Charting Wall Street: Detecting Trading Patterns in Today's Automated Landscape
Written as part of the master's thesis of Rudolf Aelbrecht for the Master's in Computer Science course at Ghent University.
The complete text of the master's thesis is available here.
Technical analysis has long relied on chart patterns like "head and shoulders" or "double top/bottom." While these patterns are often referenced, their empirical validity and profitability remain questionable. The advent of machine learning has given rise to new 'Generic Patterns,' adding another layer of complexity. This dissertation examines both these types of patterns, probing their differences and effectiveness.
The study centered on S&P 500 companies from 1986 to 2022, managing the large dataset through a tailored microservices architecture. Two approaches were tested for pattern detection:
- Machine Learning Clustering: Targeting generic patterns.
- Script-based Method: Targeting traditional patterns, showing greater effectiveness.
The pattern performance was assessed using the Triple Barrier Method and supplemented with statistical analysis.
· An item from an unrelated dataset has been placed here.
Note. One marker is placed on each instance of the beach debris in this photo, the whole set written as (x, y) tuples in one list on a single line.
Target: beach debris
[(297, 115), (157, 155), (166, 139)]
- Traditional Patterns: Varied efficacy was found across different patterns, with some demonstrating potential but modest effect size.
- Generic Patterns: Struggled to display significant advantages over traditional forms in real-world trading, hinting at potential intrinsic limitations.
Traditional patterns do exhibit behavior distinct from random trading but often with modest effect sizes, questioning their realistic effectiveness in today's trading scenarios. Integration with other indicators may enhance reliability. The custom tools and methodologies developed open the door for further exploration, with the potential for advanced machine learning techniques to deepen the understanding of trading patterns and their validity in the modern trading landscape.